The objects they use to tell the story are, for the most part, everyday objects: a wine glass, a bottle of glue, a can of spray paint. They aren’t exotic. They are functional. They work against the precious, distant notion of Shakespeare. They offer a way into the play that’s linked not to some distant idea of high art and language but the daily existence of your junk drawer.

By stripping away the exotic frills of Shakespeare, a simple magic and power emerges.

The magic comes from the theater and the power of naming an object onstage. It’s the same magic that young children understand instinctively. Watch a group of kids playing and it won’t be long before they name something (“this is home base,” “this is a castle,” “this is a magic wand”). With simple words the object is endowed, it takes on meaning. And, as long as the rules of the game aren’t broken, it can become the thing.

So it is on the stage. Name a vase Lear and it becomes Lear. Invited to join in the game, an audience will endow that object with a life, a story, even emotions.

Of course, there is a deep curation to these seeming ordinary objects. They each serve a subtle narrative function. The vinegar bottles for Lear’s daughters Goneril and Regan evoke both a sibling connection and a bitter sense of character. The pottery that captures the lovers in Midsummer helps remind us “who belongs with whom”: one set of lovers are white, angular vases; the other more earthen and round. In MacBeth, Banquo takes on the form of tall, green bottle of glue. His son Fleance is the same brand, same bottle only smaller.

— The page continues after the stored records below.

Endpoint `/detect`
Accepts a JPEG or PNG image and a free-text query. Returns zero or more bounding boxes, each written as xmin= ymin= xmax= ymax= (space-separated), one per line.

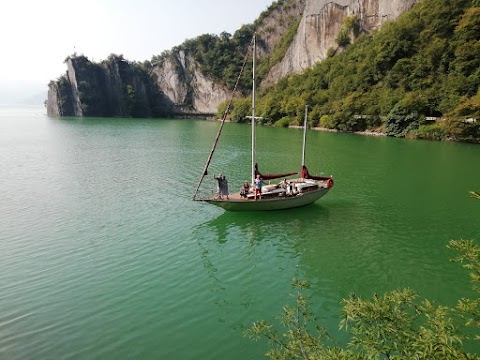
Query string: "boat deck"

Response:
xmin=209 ymin=178 xmax=329 ymax=202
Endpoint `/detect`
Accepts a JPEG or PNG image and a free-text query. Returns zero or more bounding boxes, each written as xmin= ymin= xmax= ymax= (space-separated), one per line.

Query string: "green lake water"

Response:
xmin=0 ymin=106 xmax=479 ymax=359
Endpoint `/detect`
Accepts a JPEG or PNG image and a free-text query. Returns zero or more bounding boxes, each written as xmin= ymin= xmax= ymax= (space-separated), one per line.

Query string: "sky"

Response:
xmin=0 ymin=0 xmax=273 ymax=104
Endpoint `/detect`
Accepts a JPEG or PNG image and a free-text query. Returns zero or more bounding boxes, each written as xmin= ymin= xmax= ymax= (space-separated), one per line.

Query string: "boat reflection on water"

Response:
xmin=197 ymin=203 xmax=332 ymax=245
xmin=191 ymin=204 xmax=332 ymax=324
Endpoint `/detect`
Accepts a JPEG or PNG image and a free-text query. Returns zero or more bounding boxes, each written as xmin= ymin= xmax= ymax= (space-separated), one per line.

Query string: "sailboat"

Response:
xmin=192 ymin=35 xmax=333 ymax=211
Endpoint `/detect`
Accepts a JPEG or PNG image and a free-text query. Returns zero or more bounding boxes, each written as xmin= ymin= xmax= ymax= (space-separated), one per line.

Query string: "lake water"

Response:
xmin=1 ymin=105 xmax=479 ymax=359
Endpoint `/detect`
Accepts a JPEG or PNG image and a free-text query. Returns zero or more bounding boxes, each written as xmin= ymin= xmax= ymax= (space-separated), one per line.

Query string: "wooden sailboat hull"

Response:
xmin=202 ymin=186 xmax=331 ymax=212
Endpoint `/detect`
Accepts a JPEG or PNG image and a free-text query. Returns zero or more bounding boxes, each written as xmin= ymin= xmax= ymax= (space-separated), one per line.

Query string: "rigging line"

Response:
xmin=192 ymin=36 xmax=255 ymax=200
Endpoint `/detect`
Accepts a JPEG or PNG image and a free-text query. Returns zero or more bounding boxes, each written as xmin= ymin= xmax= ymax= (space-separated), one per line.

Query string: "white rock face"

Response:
xmin=153 ymin=51 xmax=231 ymax=114
xmin=47 ymin=84 xmax=61 ymax=117
xmin=66 ymin=59 xmax=83 ymax=116
xmin=191 ymin=68 xmax=233 ymax=114
xmin=153 ymin=52 xmax=190 ymax=106
xmin=264 ymin=0 xmax=420 ymax=85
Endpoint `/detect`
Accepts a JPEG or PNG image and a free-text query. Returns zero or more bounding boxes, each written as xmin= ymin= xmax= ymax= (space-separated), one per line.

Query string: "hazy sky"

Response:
xmin=0 ymin=0 xmax=273 ymax=104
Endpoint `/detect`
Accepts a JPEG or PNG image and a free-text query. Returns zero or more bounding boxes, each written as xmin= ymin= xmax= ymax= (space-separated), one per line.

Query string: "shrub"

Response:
xmin=274 ymin=117 xmax=292 ymax=127
xmin=319 ymin=114 xmax=334 ymax=128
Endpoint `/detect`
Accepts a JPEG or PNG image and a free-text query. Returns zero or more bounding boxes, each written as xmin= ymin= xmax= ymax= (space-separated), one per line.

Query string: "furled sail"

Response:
xmin=255 ymin=163 xmax=297 ymax=181
xmin=301 ymin=165 xmax=331 ymax=181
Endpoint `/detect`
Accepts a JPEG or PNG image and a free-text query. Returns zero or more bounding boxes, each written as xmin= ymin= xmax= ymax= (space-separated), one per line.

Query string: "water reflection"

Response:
xmin=198 ymin=204 xmax=332 ymax=244
xmin=192 ymin=204 xmax=333 ymax=325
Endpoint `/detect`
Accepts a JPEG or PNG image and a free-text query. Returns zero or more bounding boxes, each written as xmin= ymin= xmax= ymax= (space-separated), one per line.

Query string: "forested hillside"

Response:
xmin=226 ymin=0 xmax=480 ymax=142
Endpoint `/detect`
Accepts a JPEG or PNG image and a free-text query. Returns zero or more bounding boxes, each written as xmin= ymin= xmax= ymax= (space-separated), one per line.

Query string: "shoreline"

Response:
xmin=289 ymin=125 xmax=386 ymax=137
xmin=208 ymin=118 xmax=478 ymax=143
xmin=209 ymin=118 xmax=386 ymax=137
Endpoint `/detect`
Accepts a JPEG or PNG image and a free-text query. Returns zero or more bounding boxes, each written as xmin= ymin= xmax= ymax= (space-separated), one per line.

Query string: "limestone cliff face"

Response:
xmin=47 ymin=55 xmax=169 ymax=117
xmin=47 ymin=66 xmax=76 ymax=117
xmin=46 ymin=83 xmax=62 ymax=117
xmin=255 ymin=0 xmax=306 ymax=58
xmin=66 ymin=59 xmax=84 ymax=116
xmin=152 ymin=51 xmax=231 ymax=114
xmin=263 ymin=0 xmax=420 ymax=85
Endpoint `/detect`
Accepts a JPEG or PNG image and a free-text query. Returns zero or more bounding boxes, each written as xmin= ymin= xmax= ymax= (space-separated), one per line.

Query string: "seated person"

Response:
xmin=240 ymin=181 xmax=250 ymax=198
xmin=280 ymin=178 xmax=295 ymax=195
xmin=280 ymin=178 xmax=289 ymax=189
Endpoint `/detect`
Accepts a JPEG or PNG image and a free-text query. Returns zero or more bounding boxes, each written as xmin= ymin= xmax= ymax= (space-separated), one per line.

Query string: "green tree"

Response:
xmin=230 ymin=97 xmax=252 ymax=123
xmin=246 ymin=279 xmax=359 ymax=359
xmin=247 ymin=195 xmax=480 ymax=359
xmin=385 ymin=93 xmax=427 ymax=136
xmin=124 ymin=84 xmax=136 ymax=117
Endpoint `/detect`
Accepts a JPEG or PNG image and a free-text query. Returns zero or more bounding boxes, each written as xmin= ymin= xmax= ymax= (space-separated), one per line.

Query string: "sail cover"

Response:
xmin=301 ymin=165 xmax=331 ymax=180
xmin=255 ymin=163 xmax=297 ymax=181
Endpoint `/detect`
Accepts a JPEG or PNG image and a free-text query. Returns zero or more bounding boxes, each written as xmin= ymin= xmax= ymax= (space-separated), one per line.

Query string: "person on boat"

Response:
xmin=240 ymin=181 xmax=249 ymax=198
xmin=254 ymin=174 xmax=264 ymax=200
xmin=280 ymin=178 xmax=295 ymax=195
xmin=214 ymin=173 xmax=224 ymax=199
xmin=280 ymin=178 xmax=289 ymax=189
xmin=221 ymin=175 xmax=229 ymax=200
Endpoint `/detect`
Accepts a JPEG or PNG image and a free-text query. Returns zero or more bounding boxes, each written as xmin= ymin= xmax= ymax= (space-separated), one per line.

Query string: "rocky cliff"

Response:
xmin=48 ymin=55 xmax=170 ymax=117
xmin=263 ymin=0 xmax=420 ymax=85
xmin=152 ymin=51 xmax=232 ymax=114
xmin=47 ymin=0 xmax=421 ymax=117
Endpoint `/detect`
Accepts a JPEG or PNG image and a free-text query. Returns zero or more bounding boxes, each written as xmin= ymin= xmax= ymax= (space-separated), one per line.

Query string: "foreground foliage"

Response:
xmin=247 ymin=241 xmax=480 ymax=359
xmin=246 ymin=196 xmax=480 ymax=359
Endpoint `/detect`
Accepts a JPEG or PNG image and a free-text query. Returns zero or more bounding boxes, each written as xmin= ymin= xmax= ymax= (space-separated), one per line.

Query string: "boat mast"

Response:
xmin=302 ymin=105 xmax=308 ymax=167
xmin=251 ymin=34 xmax=257 ymax=186
xmin=192 ymin=37 xmax=254 ymax=200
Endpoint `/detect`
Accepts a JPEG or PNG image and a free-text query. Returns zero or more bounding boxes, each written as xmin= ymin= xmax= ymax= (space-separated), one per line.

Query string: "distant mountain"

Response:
xmin=243 ymin=0 xmax=479 ymax=142
xmin=0 ymin=84 xmax=47 ymax=106
xmin=22 ymin=91 xmax=48 ymax=106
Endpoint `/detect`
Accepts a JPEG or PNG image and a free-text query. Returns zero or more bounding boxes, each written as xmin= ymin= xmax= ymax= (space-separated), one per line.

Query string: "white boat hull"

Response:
xmin=201 ymin=186 xmax=331 ymax=211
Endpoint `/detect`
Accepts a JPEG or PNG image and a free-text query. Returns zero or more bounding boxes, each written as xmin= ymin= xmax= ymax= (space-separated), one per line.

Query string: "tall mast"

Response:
xmin=251 ymin=34 xmax=257 ymax=186
xmin=302 ymin=105 xmax=308 ymax=167
xmin=192 ymin=37 xmax=253 ymax=200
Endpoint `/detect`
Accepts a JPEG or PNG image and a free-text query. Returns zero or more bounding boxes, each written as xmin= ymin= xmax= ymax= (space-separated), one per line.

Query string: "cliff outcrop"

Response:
xmin=152 ymin=51 xmax=231 ymax=114
xmin=263 ymin=0 xmax=420 ymax=85
xmin=47 ymin=55 xmax=170 ymax=117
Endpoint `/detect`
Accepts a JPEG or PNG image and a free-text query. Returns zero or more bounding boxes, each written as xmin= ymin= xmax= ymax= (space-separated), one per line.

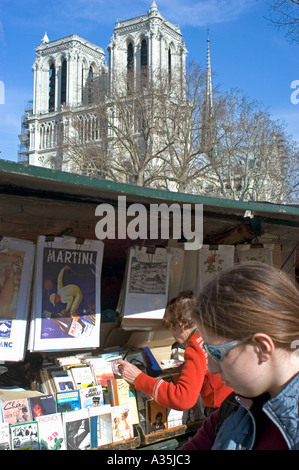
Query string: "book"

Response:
xmin=1 ymin=397 xmax=31 ymax=425
xmin=51 ymin=369 xmax=76 ymax=392
xmin=146 ymin=400 xmax=167 ymax=434
xmin=10 ymin=421 xmax=39 ymax=450
xmin=86 ymin=357 xmax=114 ymax=386
xmin=70 ymin=365 xmax=95 ymax=389
xmin=29 ymin=394 xmax=56 ymax=418
xmin=108 ymin=378 xmax=139 ymax=424
xmin=35 ymin=412 xmax=66 ymax=450
xmin=56 ymin=390 xmax=81 ymax=413
xmin=79 ymin=385 xmax=104 ymax=408
xmin=111 ymin=404 xmax=133 ymax=442
xmin=89 ymin=404 xmax=112 ymax=447
xmin=63 ymin=408 xmax=91 ymax=450
xmin=29 ymin=236 xmax=104 ymax=351
xmin=167 ymin=408 xmax=184 ymax=428
xmin=0 ymin=237 xmax=35 ymax=361
xmin=0 ymin=423 xmax=10 ymax=450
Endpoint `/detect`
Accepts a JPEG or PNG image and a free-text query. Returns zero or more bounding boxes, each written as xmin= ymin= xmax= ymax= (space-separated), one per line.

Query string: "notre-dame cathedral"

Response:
xmin=21 ymin=1 xmax=189 ymax=179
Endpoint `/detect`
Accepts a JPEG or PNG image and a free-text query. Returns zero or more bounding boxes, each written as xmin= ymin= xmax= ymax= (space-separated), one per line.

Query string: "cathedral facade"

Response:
xmin=25 ymin=1 xmax=187 ymax=172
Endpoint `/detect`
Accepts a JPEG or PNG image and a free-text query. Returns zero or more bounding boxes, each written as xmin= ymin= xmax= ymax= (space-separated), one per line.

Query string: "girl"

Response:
xmin=181 ymin=261 xmax=299 ymax=450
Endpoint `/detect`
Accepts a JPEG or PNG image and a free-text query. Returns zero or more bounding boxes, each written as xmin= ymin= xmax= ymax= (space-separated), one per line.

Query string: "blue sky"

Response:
xmin=0 ymin=0 xmax=298 ymax=161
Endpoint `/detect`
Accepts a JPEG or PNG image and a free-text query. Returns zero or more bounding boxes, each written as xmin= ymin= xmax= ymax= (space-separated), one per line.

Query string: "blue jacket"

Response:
xmin=212 ymin=373 xmax=299 ymax=450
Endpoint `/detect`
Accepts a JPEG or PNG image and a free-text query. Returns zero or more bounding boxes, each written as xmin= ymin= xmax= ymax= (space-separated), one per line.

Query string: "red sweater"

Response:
xmin=134 ymin=332 xmax=233 ymax=410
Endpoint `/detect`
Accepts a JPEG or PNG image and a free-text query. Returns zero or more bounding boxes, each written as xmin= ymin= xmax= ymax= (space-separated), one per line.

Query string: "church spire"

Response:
xmin=201 ymin=28 xmax=217 ymax=157
xmin=148 ymin=1 xmax=159 ymax=15
xmin=205 ymin=27 xmax=214 ymax=117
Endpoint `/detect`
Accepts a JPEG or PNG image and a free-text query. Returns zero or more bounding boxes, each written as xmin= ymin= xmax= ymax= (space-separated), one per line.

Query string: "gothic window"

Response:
xmin=127 ymin=43 xmax=134 ymax=93
xmin=140 ymin=39 xmax=148 ymax=89
xmin=40 ymin=124 xmax=45 ymax=149
xmin=168 ymin=48 xmax=172 ymax=87
xmin=88 ymin=65 xmax=94 ymax=104
xmin=49 ymin=64 xmax=55 ymax=111
xmin=60 ymin=59 xmax=67 ymax=106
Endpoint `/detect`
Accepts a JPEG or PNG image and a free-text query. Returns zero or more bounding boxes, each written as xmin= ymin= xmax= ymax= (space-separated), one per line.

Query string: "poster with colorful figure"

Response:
xmin=30 ymin=236 xmax=104 ymax=351
xmin=0 ymin=237 xmax=35 ymax=361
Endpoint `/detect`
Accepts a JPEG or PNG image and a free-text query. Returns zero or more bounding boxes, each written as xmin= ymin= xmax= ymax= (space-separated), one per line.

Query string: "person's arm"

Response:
xmin=118 ymin=339 xmax=207 ymax=410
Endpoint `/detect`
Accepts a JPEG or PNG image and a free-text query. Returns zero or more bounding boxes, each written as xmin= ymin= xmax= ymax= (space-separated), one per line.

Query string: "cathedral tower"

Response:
xmin=107 ymin=1 xmax=187 ymax=95
xmin=28 ymin=34 xmax=106 ymax=168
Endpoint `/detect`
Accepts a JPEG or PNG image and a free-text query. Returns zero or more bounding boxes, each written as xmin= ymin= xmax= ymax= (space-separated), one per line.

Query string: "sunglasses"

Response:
xmin=203 ymin=338 xmax=250 ymax=362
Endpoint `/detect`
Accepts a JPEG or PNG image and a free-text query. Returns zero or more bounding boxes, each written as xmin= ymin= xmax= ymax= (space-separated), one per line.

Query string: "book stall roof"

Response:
xmin=0 ymin=159 xmax=298 ymax=259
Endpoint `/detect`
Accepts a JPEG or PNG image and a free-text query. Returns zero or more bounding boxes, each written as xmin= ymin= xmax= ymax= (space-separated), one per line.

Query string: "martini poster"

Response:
xmin=29 ymin=236 xmax=104 ymax=351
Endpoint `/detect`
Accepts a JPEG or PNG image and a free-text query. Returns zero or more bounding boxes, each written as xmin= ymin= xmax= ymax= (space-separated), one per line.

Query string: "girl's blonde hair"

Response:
xmin=193 ymin=261 xmax=299 ymax=349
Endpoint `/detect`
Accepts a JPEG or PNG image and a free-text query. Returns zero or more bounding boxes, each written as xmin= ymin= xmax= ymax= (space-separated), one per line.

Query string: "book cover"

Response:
xmin=30 ymin=236 xmax=104 ymax=351
xmin=56 ymin=390 xmax=81 ymax=413
xmin=0 ymin=237 xmax=35 ymax=361
xmin=111 ymin=404 xmax=133 ymax=442
xmin=79 ymin=385 xmax=104 ymax=408
xmin=35 ymin=412 xmax=66 ymax=450
xmin=108 ymin=378 xmax=139 ymax=424
xmin=146 ymin=400 xmax=167 ymax=434
xmin=10 ymin=421 xmax=39 ymax=450
xmin=63 ymin=408 xmax=91 ymax=450
xmin=71 ymin=365 xmax=95 ymax=389
xmin=0 ymin=423 xmax=10 ymax=450
xmin=1 ymin=398 xmax=31 ymax=425
xmin=29 ymin=394 xmax=57 ymax=418
xmin=89 ymin=404 xmax=112 ymax=447
xmin=88 ymin=358 xmax=114 ymax=386
xmin=167 ymin=408 xmax=184 ymax=428
xmin=51 ymin=369 xmax=76 ymax=392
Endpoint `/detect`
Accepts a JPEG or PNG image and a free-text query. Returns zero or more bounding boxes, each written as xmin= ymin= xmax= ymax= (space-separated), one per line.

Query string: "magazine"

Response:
xmin=29 ymin=236 xmax=104 ymax=351
xmin=0 ymin=237 xmax=35 ymax=361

Not only do these objects draw us into the imagined world of the play, they help us create meaning. I was struck during “MacBeth,” a play I’ve seen more than a dozen times, by the painful relationship between fathers and their sons. Seeing the little bottle of glue next to the big one (and seeing this echoed across all the fathers and sons in the play) brought home a pain I’d heard before but never really recognized. Similarly, the painful simplicity of the death scenes, whether from battle or a final duel that left the objects laying on their sides, captured the scope of the tragedy in ways that drooling actors onstage never have.

Here is where the sense of accumulation and scope of “Complete Works” takes hold.

Forced Entertainment tackled 36 plays in a week. Some in the audience went for the whole journey; I managed a little better than half. What begins to emerge is the commonalities, the through lines, the connections across plays. While you may miss Shakespeare’s words at moments, longing for a favorite soliloquy, what you gain is an appreciation of the whole. Those fathers and sons keep reappearing. The tremors of Othello echo the shaking of Henry IV. Seeing 10 plays in a day, you begin to read across plays. It becomes a deeply personal experience with the actors and the canon.

Six actors from the company split up the 36 plays, so you learn their styles. Audience members articulated their favorites (“oh, she’s wonderful”, “I like how emotional he gets,”). You begin to appreciate the way one actor subtly turns the objects when they speak. You marvel at how another seems to find wonder in the objects themselves as if they are telling her the story and not the other way around.

You also, through connection, repetition, and accumulation begin to develop a very personal sense of Shakespeare based, not on a single play or actor, but through a web of resonances: what struck you, what moved you, what you remember across the plays.

Isn’t that what Shakespeare should be about? Not just pretty words and elaborate costumes, but something more intimate and more profound? That’s what Forced Entertainment captures with “Complete Works: Table Top Shakespeare.”